Manufacturers In Mexico Enjoy Seamless Rail Transport
Manufacturers In Mexico are gaining great advantage these days using a seamless transport network through Kansas City Southern Rails and their wholly owned Mexican subsidiary, Kansas City Southern de Mexico. Along with infrastructure and connection advantages, record trade between the U.S. and Mexico protects Kansas City Southern from otherwise slowed economic growth. In fact, manufacturers in Mexico such as Nissan Motors and DuPont Company are investing heavily in expansion efforts, sending 80% of their products north to America. The first three quarters of 2011 saw an 18% increase in overall trade growth, to a whopping $341 billion according to the U.S. Bureau of Transportation.

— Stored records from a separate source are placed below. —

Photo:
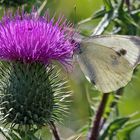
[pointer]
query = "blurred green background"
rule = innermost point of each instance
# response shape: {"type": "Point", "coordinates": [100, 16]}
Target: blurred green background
{"type": "Point", "coordinates": [85, 98]}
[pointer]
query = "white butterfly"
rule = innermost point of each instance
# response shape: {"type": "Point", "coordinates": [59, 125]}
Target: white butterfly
{"type": "Point", "coordinates": [109, 61]}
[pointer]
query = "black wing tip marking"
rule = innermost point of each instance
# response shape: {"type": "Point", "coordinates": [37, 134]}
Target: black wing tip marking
{"type": "Point", "coordinates": [121, 52]}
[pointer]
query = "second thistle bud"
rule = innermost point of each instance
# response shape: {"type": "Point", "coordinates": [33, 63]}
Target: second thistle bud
{"type": "Point", "coordinates": [29, 94]}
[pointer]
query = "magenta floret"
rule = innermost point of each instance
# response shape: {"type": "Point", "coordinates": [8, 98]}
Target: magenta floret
{"type": "Point", "coordinates": [30, 38]}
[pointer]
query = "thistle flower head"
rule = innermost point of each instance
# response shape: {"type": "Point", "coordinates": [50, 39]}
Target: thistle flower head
{"type": "Point", "coordinates": [15, 2]}
{"type": "Point", "coordinates": [29, 38]}
{"type": "Point", "coordinates": [30, 90]}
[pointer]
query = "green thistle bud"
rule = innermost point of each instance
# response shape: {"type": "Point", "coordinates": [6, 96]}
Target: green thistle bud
{"type": "Point", "coordinates": [30, 94]}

Kansas City Southern has clear advantage with a rail ‘presence’ on both sides of the border, even owning a rail bridge at Laredo, Texas. Combine this benefit along with Asian manufacturing migration into Mexico converging with targeted efforts to move products from roads to rail and Kansas City Southern is poised to continue their two to three times growth advantage over other carriers. In fact, Union Pacific, the largest U.S. rail carrier (by revenue) sends about half of their Mexican shipments through the services of Kansas City Southern. Further, the trend spotlights “Mexico eclipsing China as a very attractive source of imports into the U.S. (since) labor costs…. (with) Mexico and China (essentially)…converging,” says Kansas City Southern’s Treasurer, Michael Cline. Manufacturers in Mexico are clearly benefitting from modulated labor costs and certainly from substantially lower transportation costs compared to Asia, all of which facilitates Foreign Direct Investment (FDI) pooring into the Mexican industrial base.